Qui sait ce que peut faire
De ravage sans borne et de taches sans nom,
Dans un coeur vierge encor, plein d'un amour profond,
Le souvenir mortel d'une horrible misère?
Qui sait dans quelle nuit, dans quel abîme obscur
Va se perdre à jamais une âme désolée?
Qui sait quel lupanar,—qui sait quel antre impur
Attend le désespoir au sortir d'une allée
Pour lui souffler au corps une vengeance usée?
Qui connaîtra jamais de quel rude sillon
Se creuse un coeur atteint d'une telle torture
Et quel venin terrible en greffe la morsure
Sur le coeur le plus noble ou le plus noble front?
Qui connaîtra jamais,—quand l'amour le renie,—
Où va le malheureux, en se frappant le coeur,
Prostituer l'amour dont il faisait sa vie
Et, blasphémant son Dieu, son âme et son génie,
Rire lugubrement de sa propre douleur?
L'amour, le grand amour est ce baume suprême
Qu'à ses derniers soupirs on verse au moribond:
Il va mordre en plein coeur cette chair déjà blême,
L'homme peut naître encor de sa souffrance même,
Mais s'il succombe, alors le baume le corrompt.

V

La lune était limpide; Alger, la blanche ville,
Depuis longtemps déjà dormait profondément;
Et depuis la Casbah jusqu'à la mer tranquille
On n'eût pas entendu le mulet d'un Kabile,
Ni vu glisser aux murs le manteau d'un amant.
La nuit splendide et calme étalait ses étoiles
Sur sa coupe d'azur: ou eût dit qu'au ciel bleu,
Par ces milliers de trous dans les plis de ces voiles,
La terre eût entrevu les domaines de Dieu.
La rue était sans bruit. La plage solitaire,
Sous l'écume d'argent que fait la vague arrière,
Berçait dans les échos son chant triste et rêveur.
Pas un oiseau de nuit sur le rivage en pleur!
Nulle voix n'animait la muette mosquée.
Pas même un frôlement de Mauresque masquée
Gagnant quelque ruelle étroite et désertée:
Le port semblait une ombre et la ville un tombeau.

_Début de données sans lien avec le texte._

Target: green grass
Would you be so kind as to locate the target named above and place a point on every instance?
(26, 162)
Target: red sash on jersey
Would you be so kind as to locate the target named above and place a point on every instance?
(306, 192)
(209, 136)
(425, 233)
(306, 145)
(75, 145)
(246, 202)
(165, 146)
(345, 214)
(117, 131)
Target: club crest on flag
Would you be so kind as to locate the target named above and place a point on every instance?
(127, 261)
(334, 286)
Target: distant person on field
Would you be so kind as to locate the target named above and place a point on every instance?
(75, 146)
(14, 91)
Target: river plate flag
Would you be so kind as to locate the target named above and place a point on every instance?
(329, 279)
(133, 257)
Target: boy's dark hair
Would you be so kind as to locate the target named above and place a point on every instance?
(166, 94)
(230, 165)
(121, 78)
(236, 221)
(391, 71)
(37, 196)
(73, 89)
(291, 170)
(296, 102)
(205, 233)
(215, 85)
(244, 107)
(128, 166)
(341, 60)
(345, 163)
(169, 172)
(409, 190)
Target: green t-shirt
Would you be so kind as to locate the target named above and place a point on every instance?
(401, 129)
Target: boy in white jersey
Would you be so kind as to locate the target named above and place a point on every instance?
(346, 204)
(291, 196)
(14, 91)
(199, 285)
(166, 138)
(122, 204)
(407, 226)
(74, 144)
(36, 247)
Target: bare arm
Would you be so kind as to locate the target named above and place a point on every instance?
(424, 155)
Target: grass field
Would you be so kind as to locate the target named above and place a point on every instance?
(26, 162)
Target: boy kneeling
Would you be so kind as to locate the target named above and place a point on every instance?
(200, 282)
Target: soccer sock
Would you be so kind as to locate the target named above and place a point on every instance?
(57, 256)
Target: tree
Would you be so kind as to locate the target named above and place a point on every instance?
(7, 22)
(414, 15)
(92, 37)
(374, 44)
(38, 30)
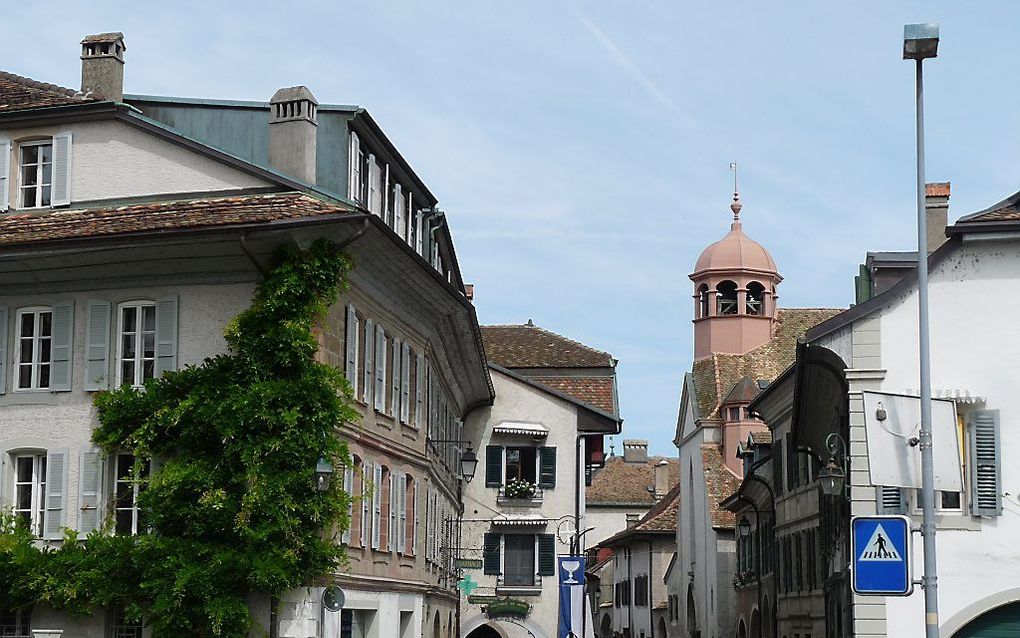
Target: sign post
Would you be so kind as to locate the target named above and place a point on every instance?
(881, 555)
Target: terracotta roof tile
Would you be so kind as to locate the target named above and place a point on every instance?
(529, 346)
(164, 215)
(720, 483)
(18, 93)
(623, 483)
(595, 390)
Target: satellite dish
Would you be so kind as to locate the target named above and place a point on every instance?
(334, 598)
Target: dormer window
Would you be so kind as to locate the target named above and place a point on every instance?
(36, 174)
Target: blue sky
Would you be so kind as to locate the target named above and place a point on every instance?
(581, 149)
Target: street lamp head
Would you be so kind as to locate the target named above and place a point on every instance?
(468, 463)
(920, 41)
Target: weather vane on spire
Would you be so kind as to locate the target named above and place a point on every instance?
(736, 205)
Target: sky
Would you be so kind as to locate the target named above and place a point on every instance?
(581, 150)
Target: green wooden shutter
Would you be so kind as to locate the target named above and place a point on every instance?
(889, 499)
(985, 464)
(166, 335)
(494, 465)
(97, 345)
(491, 554)
(547, 467)
(547, 554)
(62, 346)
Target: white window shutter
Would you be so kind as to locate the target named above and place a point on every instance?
(376, 505)
(349, 489)
(4, 175)
(419, 389)
(60, 192)
(351, 347)
(97, 345)
(62, 346)
(90, 496)
(56, 493)
(166, 335)
(366, 501)
(379, 369)
(366, 391)
(4, 322)
(395, 407)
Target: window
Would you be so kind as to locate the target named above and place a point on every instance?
(520, 463)
(121, 627)
(126, 486)
(15, 623)
(137, 343)
(36, 174)
(35, 342)
(30, 488)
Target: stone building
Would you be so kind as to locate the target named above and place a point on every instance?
(133, 229)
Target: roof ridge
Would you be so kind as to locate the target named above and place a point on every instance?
(42, 86)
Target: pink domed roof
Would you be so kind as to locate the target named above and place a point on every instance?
(735, 251)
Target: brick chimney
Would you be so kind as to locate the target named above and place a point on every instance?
(293, 114)
(635, 451)
(103, 65)
(661, 479)
(936, 208)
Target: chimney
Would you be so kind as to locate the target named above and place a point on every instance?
(103, 65)
(635, 451)
(661, 479)
(292, 133)
(936, 208)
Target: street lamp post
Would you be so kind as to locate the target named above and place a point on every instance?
(920, 42)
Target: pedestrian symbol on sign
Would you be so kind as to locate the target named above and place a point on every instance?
(879, 547)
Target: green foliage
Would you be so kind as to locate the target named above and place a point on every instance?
(233, 507)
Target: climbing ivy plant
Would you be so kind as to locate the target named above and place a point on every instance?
(233, 508)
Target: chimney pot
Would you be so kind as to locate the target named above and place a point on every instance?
(103, 65)
(293, 123)
(936, 207)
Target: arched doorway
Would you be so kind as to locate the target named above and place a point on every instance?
(1004, 621)
(485, 632)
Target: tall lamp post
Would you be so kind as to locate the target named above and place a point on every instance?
(920, 42)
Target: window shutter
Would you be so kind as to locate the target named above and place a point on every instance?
(366, 391)
(60, 193)
(547, 467)
(90, 497)
(56, 492)
(547, 554)
(491, 554)
(405, 383)
(97, 345)
(985, 464)
(376, 505)
(351, 348)
(4, 314)
(366, 501)
(494, 465)
(166, 335)
(60, 352)
(890, 499)
(379, 369)
(395, 407)
(402, 513)
(4, 175)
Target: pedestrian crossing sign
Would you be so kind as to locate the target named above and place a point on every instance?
(881, 558)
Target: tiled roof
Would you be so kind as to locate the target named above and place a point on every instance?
(595, 390)
(529, 346)
(164, 215)
(626, 484)
(716, 376)
(720, 483)
(18, 93)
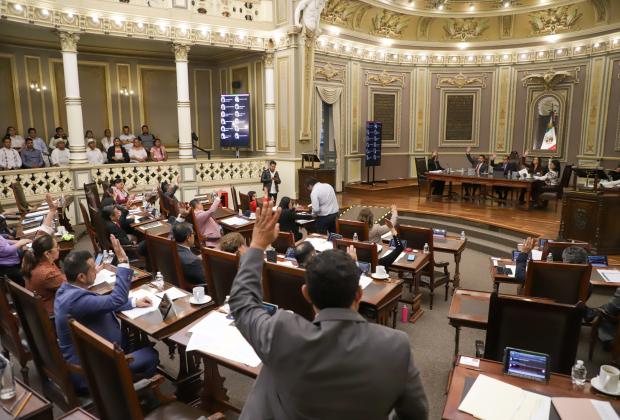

Cependant, à travers le murmure de l'eau
Se mêlait par moments, pour l'oreille attentive,
Un plus étrange accent que la brise plaintive
Qui, sur ces bords, le soir, incline l'oranger;
Plus sourd que le fracas des lames sur la grève
Et pareil à ces cris que l'on n'entend qu'en rêve
Dans les folles terreurs d'un sommeil mensonger.

On eût dit comme un choeur de voix incohérentes,
Comme un lointain concert de plaintes discordantes
Où des éclats de rire étouffaient des sanglots;
Dont le vent emportait les notes turbulentes
Et qu'un écho mourant apportait par lambeaux.
Parfois tout se taisait. D'une voix plus égale,
Qu'on entendait à peine, une femme chantait
Quelque libre refrain que la bande écoutait.
Puis le choeur reprenait sa folle bacchanale
Comme fait, dans la nuit, une troupe infernale
Qui tantôt meurt dans l'ombre et qui tantôt renaît.

Six mois sont écoulés. Du passé, plus de trace
Qu'un chant mystérieux dans les échos plaintifs.
C'est une nuit d'orgie à se voiler la face;
Le vin répand l'ivresse et les amours lascifs.